At first I cried softly, but soon I was sobbing. My husband and Mason overheard me and rushed in to find me standing with Blinker still in my hand in near hysterics. Naturally, Mason was upset that her mouse was dead, but my overreaction alarmed her more. In January I had lost a good friend, a mother of one of Mason’s classmates, to cancer. The death of this tiny creature forced me to confront a multitude of painful truths I had been avoiding.
It may sound absurd, but I knew there was no mouse heaven. Blinker was a dead mouse.
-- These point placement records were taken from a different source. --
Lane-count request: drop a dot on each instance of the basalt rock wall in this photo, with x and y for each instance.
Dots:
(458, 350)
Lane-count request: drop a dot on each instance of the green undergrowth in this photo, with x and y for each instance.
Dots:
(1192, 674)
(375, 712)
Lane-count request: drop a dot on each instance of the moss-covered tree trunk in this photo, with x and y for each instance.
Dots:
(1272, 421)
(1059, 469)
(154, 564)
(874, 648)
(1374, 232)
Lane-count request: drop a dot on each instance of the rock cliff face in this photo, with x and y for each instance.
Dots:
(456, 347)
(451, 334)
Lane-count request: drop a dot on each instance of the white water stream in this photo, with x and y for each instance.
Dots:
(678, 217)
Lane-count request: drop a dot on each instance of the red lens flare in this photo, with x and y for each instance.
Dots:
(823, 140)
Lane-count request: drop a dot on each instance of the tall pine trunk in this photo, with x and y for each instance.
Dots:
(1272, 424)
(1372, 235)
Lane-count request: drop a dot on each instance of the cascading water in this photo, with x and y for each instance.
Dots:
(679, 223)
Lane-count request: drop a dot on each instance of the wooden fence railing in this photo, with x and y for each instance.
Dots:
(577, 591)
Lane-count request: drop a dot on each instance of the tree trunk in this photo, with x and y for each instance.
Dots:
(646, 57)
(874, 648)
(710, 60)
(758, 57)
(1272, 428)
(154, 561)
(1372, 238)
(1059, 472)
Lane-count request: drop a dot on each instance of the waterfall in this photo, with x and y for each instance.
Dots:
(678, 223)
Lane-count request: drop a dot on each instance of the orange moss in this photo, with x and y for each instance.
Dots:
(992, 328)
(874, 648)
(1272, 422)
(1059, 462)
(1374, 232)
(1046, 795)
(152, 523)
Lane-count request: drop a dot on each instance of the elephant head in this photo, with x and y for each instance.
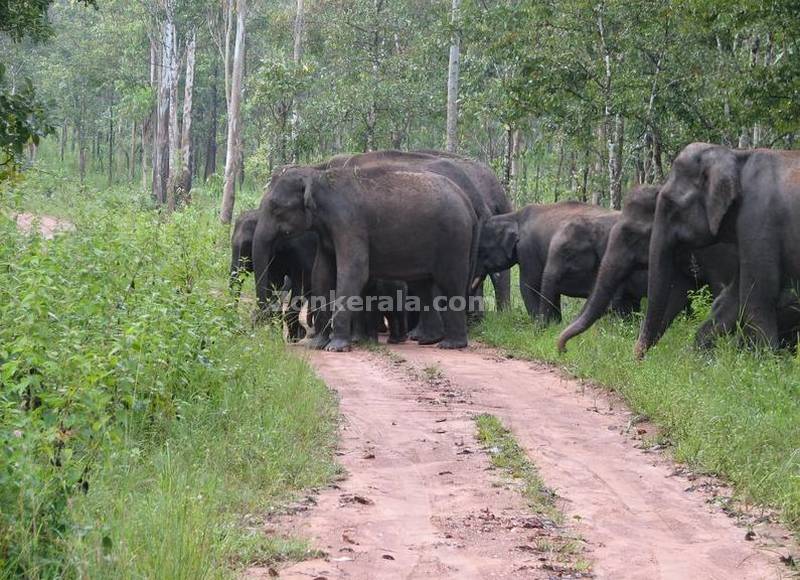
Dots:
(699, 193)
(497, 247)
(286, 210)
(626, 251)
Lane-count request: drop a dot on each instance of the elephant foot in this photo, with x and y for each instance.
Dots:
(426, 340)
(453, 343)
(318, 342)
(339, 345)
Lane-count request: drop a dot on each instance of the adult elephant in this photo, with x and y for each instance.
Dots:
(476, 179)
(381, 221)
(627, 255)
(526, 237)
(572, 263)
(292, 261)
(751, 198)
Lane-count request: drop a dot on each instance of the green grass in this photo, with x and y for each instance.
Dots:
(146, 428)
(509, 457)
(734, 413)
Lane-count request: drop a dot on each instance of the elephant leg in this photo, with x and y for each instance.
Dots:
(723, 320)
(759, 290)
(293, 312)
(530, 286)
(502, 289)
(454, 318)
(429, 329)
(351, 277)
(676, 302)
(323, 280)
(475, 313)
(398, 326)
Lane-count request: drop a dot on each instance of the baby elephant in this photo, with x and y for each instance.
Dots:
(559, 248)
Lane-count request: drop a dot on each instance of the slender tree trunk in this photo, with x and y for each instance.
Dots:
(186, 136)
(515, 172)
(82, 141)
(616, 163)
(211, 147)
(560, 167)
(174, 175)
(297, 57)
(132, 158)
(111, 141)
(453, 73)
(233, 152)
(63, 144)
(144, 156)
(161, 169)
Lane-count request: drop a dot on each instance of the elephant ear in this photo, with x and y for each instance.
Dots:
(723, 191)
(509, 239)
He had gone ”nowhere.” And, since I accept that we are an evolved species of mammals, it followed that my friend had gone “nowhere” as well.
I suppose you can be an atheist and still believe in an afterlife, but I have yet to meet one who does. Of course, I don’t know what happens after death, but to my mind eternal life seems too good to be true.
I was not living as an open atheist until Mason’s meeting with Christopher Hitchens. I would probably still be closeted if the Houston Chronicle hadn’t reported our full names, but it doesn’t matter. I am happy finally expressing my doubts openly. It is interesting, however, that the single most upsetting part of my worldview to my friends and family is my disbelief in any sort of hereafter. It seems fine to deny the Creation, the Flood, the Nativity, and even the Resurrection, but how can I believe in the Nietzschean abyss? How? It is immaterial — the abyss believes in me.
I want to promise Mason that I will always be there for her, but my atheism doesn’t allow me that comfort. All I can hope to achieve is to prepare her for our ultimate separation. We speak of courage, and we relish our brief time together. I teach her that life is about connecting and letting go. Our community can take comfort in Christopher Hitchens’ example of how to confront death with dignity and rationalism.
This Christmas, Mason has asked for a hamster. Santa Claus will not disappoint her.
[Note from Hemant: In case you’re wondering what Mason has to say about all of this, she sent me this statement:
In my heart, when I first heard that Mr. Hitchens had passed away, I was too shocked to speak. I would like to say that even though Mr. Hitchens has passed away, he still exists in our hearts and minds and, of course, through his writing.